Loli – ra. . . ? Uh oh. She never clarified that she’s eighteen! Where’s Rez when you need him?
She spends her days bein’ violated by the undead sorcerer. Alice is her psychologist (or did Elian mean psychiatrist. . . ?) Turns out, the soul that really needs saved is Alice, as Lolira’s stories have messed up her mental state. The two students rush to the library and Elian fills Elisa in on the meaty details regarding Lolira’s situation.
. . . and the story ends.
The story is overall flawed. I had no investment into the characters, and I couldn’t care less who died or was kill-raped. This is the result of shallow character development. There isn’t much between both protagonists other than their educational practices and sexual fantasies. Speaking of sexual fantansies, I don’t understand what purpose the sex scenes served in this novel. They weren’t arousing or shocking, they seemed like filler. There was a lot of fluff in this piece, portions would could have been removed without taking away from the story.

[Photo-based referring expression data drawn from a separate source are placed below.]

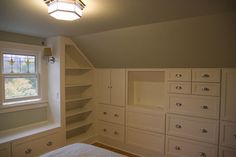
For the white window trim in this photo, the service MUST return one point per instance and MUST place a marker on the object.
(25, 49)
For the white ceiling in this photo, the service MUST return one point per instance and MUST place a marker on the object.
(30, 16)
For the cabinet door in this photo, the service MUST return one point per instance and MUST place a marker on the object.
(118, 87)
(104, 85)
(228, 98)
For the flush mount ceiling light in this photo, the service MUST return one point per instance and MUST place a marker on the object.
(65, 9)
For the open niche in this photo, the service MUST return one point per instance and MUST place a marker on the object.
(146, 88)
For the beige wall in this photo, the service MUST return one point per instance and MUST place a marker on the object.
(205, 41)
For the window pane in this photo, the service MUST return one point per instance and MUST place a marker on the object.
(19, 64)
(20, 87)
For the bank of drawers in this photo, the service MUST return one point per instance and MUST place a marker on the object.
(179, 147)
(35, 146)
(111, 130)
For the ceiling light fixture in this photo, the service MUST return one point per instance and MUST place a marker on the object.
(65, 9)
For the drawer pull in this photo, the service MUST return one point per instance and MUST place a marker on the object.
(205, 107)
(202, 154)
(205, 76)
(28, 151)
(49, 143)
(205, 89)
(116, 133)
(178, 104)
(178, 75)
(177, 148)
(178, 87)
(204, 131)
(178, 126)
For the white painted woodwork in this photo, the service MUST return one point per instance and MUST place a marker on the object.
(111, 114)
(227, 152)
(208, 89)
(199, 106)
(200, 129)
(228, 134)
(179, 87)
(145, 140)
(178, 74)
(112, 131)
(206, 75)
(228, 98)
(179, 147)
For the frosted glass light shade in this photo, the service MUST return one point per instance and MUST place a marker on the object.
(65, 9)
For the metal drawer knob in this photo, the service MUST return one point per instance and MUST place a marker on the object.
(178, 104)
(205, 89)
(204, 131)
(178, 87)
(204, 107)
(178, 126)
(178, 75)
(177, 148)
(28, 151)
(202, 154)
(49, 143)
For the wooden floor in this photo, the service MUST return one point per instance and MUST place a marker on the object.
(114, 150)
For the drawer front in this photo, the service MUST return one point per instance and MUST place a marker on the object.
(111, 114)
(195, 128)
(228, 134)
(149, 122)
(210, 89)
(176, 147)
(145, 139)
(206, 75)
(179, 87)
(37, 146)
(227, 152)
(113, 131)
(179, 75)
(207, 107)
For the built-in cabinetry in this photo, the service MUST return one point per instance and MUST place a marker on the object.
(111, 103)
(79, 91)
(228, 114)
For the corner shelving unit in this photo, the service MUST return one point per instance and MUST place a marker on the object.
(79, 91)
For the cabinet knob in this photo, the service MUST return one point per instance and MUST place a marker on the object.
(178, 87)
(178, 126)
(177, 148)
(205, 107)
(178, 75)
(204, 131)
(205, 76)
(49, 143)
(202, 154)
(178, 104)
(28, 151)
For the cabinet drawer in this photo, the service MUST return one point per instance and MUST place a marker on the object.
(195, 128)
(150, 122)
(145, 139)
(179, 87)
(34, 147)
(210, 89)
(206, 75)
(227, 152)
(202, 106)
(111, 114)
(113, 131)
(179, 75)
(178, 147)
(228, 134)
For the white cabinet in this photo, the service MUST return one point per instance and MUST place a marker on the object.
(111, 86)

This game lacks player interactivity. It would have been cool to interact with the souls provided by ChatAid. The endings which could result by player choice would encourage multiple playthroughs, and may help increase player connection to the characters. The bonus novel, Shantalia and Corali’hulu, could have been directly linked to the main title, Elian, Elisa, ChatAid. What if the events of Shantalia and Corali’hulu were directly tied to the events (or maybe even player decisions) of the aformentioned tale? Just a thought.
. . . but yes, this is a game you can play one handed.

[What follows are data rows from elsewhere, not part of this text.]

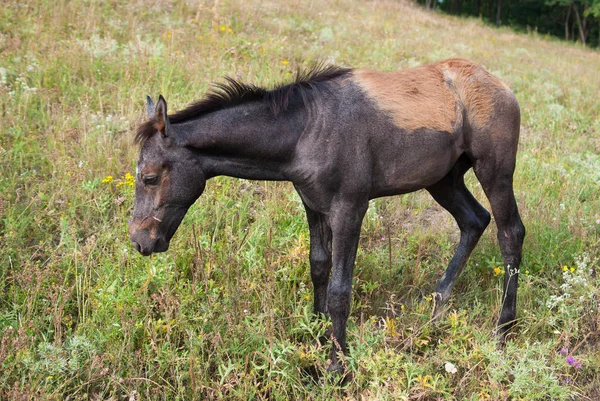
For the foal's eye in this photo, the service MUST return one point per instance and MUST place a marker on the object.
(150, 179)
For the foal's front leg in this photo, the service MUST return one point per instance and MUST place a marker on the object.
(346, 221)
(320, 257)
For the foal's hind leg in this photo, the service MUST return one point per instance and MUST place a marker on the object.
(496, 180)
(472, 219)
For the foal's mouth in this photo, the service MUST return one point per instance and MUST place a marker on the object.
(160, 245)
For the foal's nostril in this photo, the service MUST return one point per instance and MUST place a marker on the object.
(137, 246)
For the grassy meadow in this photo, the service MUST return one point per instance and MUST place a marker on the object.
(226, 313)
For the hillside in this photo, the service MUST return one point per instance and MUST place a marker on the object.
(226, 313)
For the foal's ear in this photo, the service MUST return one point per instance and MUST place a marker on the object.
(149, 106)
(160, 114)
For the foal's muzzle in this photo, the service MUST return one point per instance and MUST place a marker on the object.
(146, 238)
(148, 249)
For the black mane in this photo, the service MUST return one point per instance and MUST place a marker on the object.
(232, 93)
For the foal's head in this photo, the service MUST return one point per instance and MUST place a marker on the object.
(168, 182)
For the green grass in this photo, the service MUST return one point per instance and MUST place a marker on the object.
(226, 313)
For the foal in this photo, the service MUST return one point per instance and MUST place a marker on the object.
(343, 137)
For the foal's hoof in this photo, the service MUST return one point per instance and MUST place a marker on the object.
(438, 306)
(503, 333)
(338, 374)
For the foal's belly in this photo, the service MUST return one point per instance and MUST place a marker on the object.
(407, 162)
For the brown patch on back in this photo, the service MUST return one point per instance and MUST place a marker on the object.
(433, 96)
(474, 86)
(415, 98)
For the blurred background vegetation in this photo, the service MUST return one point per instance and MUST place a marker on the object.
(572, 20)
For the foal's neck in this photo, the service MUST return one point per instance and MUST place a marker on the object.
(246, 141)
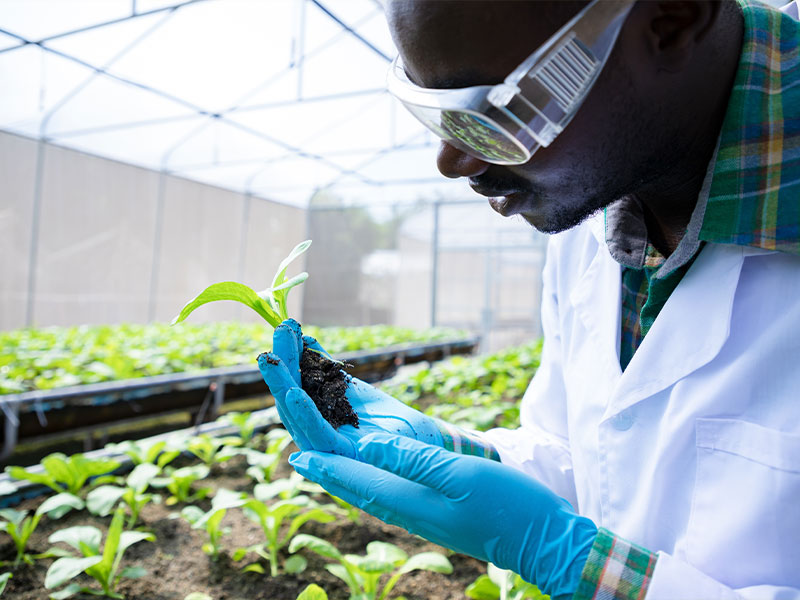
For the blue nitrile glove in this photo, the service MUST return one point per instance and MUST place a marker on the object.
(474, 506)
(376, 410)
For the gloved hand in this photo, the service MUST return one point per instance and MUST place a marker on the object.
(478, 507)
(376, 410)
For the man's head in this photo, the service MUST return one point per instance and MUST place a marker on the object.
(651, 118)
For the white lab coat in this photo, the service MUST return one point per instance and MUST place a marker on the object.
(693, 451)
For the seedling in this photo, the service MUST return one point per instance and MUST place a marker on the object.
(179, 483)
(100, 563)
(211, 521)
(362, 573)
(18, 525)
(150, 452)
(269, 303)
(296, 511)
(213, 450)
(62, 472)
(102, 500)
(500, 584)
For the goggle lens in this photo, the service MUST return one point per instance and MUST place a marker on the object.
(474, 134)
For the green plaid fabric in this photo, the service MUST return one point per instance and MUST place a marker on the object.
(754, 196)
(616, 570)
(465, 442)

The titlemenu looks awful. It’s the cheapest menu I’ve ever seen. I did like the font and the text boxes which encapsulated dialogue. Audio and display preferences can be adjusted from “options”. It’s your choice between English and French.
The character portraits were no better than RPGMaker defaults. You’d think for a game without sprites, more budget could be placed into custom portraits. Busts or headshots aren’t expensive to commission. The backgrounds were terrible. They looked like stock photos with filters smacked on them.
There are three sex scenes in Elian, Elisa, ChatAid. They are short and poorly written. I don’t think they are intended to be sexual arousing, and if they are, they failed miserably.
. . . expect beast, male-on-female consensual, and non-consensual intercourse.
I don’t recommend this game. I didn’t enjoy the story or visuals, and I don’t think this game needed to be a game. Elian, Elisa, ChatAid could have been shared as a piece of text, and the only detail that might have been lost would have been the red riding hood reference. But that ain’t nothin’ good writing can’t fix.